The consequences of Drizly’s lax security measures could echo past the beverage delivery company.
The Federal Trade Commission proposed restrictions on alcohol delivery company Drizly and its chief executive officer for failing to properly update its data security—despite being instructed to do so in 2018—following a 2020 data breach that exposed the personal information of 2.5 million customers.
As outlined in the FTC’s complaint, Drizly failed to install new network security practices to better protect its customers’ data. Some of the lapses in security include failures to secure database login credentials, prevent efforts to seize data from external login attempts and monitor employee access to shared customer data repositories and coding platforms.
Some of the personal information leaked from Drizly’s databases was later posted for sale on dark web forums. The hacker was able to access sensitive customer data through Drizly’s GitHub repositories, which allowed the intruder to get access to the company’s databases.
Drizly reportedly only learned about the data breach following customer complaints and media reports.
The company, a subsidiary of ridesharing giant Uber, allegedly violated two counts of the FTC Act: unfair information security practices and deceptive security statements. The penalties Drizly faces revolve primarily around future data collection.
“Our proposed order against Drizly not only restricts what the company can retain and collect going forward but also ensures the CEO faces consequences for the company’s carelessness,” said Samuel Levine, the director of the FTC’s Bureau of Consumer Protection, in a news release. “CEOs who take shortcuts on security should take note.”
Both Drizly and its CEO, James Cory Rellas, are required to destroy superfluous user data, document this data destruction, limit storing customer information and implement a stronger security program.
“We take consumer privacy and security very seriously at Drizly, and are happy to put this 2020 event behind us,” a Drizly spokesperson told Nextgov.
Notable within the FTC’s ruling is its applicability to Rellas as an individual defendant.

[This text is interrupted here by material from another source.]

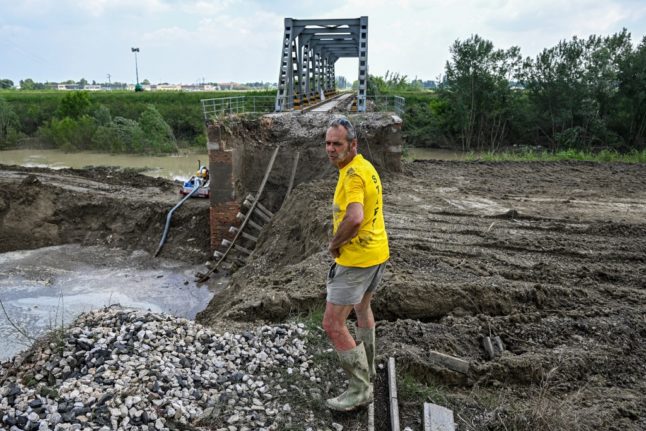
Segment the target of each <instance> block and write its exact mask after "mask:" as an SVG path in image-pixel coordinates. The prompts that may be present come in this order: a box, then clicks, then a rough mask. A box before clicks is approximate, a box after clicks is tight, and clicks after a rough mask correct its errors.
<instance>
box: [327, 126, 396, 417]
mask: <svg viewBox="0 0 646 431" xmlns="http://www.w3.org/2000/svg"><path fill="white" fill-rule="evenodd" d="M325 149H326V151H327V155H328V159H329V160H330V163H332V164H333V165H335V166H336V167H337V168H338V169H339V179H338V182H337V185H336V190H335V192H334V206H333V225H334V236H333V238H332V240H331V241H330V243H329V245H328V250H329V252H330V254H331V255H332V257H333V258H334V261H335V262H334V264H333V265H332V267H331V268H330V271H329V273H328V277H327V303H326V307H325V314H324V316H323V329H324V330H325V332H326V333H327V336H328V338H329V339H330V342H331V343H332V345H333V346H334V348H335V349H336V351H337V354H338V356H339V360H340V362H341V366H342V368H343V369H344V370H345V372H346V373H347V375H348V378H349V381H350V383H349V387H348V389H347V390H346V391H345V392H343V393H342V394H341V395H339V396H338V397H336V398H331V399H329V400H327V402H326V404H327V406H328V407H329V408H330V409H333V410H338V411H350V410H353V409H355V408H357V407H360V406H364V405H366V404H369V403H370V402H372V399H373V388H372V384H371V380H372V378H373V377H374V375H375V319H374V316H373V314H372V308H371V307H370V301H371V300H372V297H373V295H374V294H375V292H376V290H377V286H378V284H379V281H380V280H381V277H382V275H383V272H384V267H385V265H386V261H387V260H388V257H389V251H388V237H387V235H386V228H385V224H384V215H383V209H382V202H383V201H382V190H381V181H380V179H379V174H377V171H376V170H375V168H374V167H373V166H372V164H371V163H370V162H368V161H367V160H365V159H364V158H363V156H362V155H360V154H358V153H357V136H356V133H355V130H354V127H353V126H352V124H351V123H350V121H348V120H347V119H346V118H345V117H341V118H336V119H334V120H333V121H332V122H331V123H330V125H329V127H328V129H327V133H326V134H325ZM353 309H354V312H355V314H356V317H357V324H356V328H355V329H356V331H355V332H356V338H357V340H356V342H355V340H354V339H353V338H352V335H350V331H349V330H348V328H347V326H346V319H347V318H348V316H349V315H350V312H351V311H352V310H353Z"/></svg>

The FTC clarified that his data collection restrictions will be in effect regardless of whether or not he remains at Drizly.
“In the modern economy, corporate executives frequently move from company to company, notwithstanding blemishes on their track record,” the FTC wrote. “Recognizing that reality, the Commission’s proposed order will follow Rellas even if he leaves Drizly.”
Rellas will still be required to implement stronger security protocols at a different company, if he still oversees the collection of over 25,000 individuals’ sensitive information in regards to business activity.
“This action is part of the FTC’s aggressive efforts to ensure that companies are protecting consumers’ data and that careless CEOs learn from their data security failures,” the FTC continued.
The FTC does not have the authority to impose financial penalties on companies and individuals, like Drizly and Rellas, for initial violations of the FTC Act. However, failure by either party to comply with the agency’s order—once finalized—could result in monetary penalties.
The FTC’s order against Drizly will be open for public comment in the Federal Register for 30 days. Once that period expires, the FTC will vote on making it final.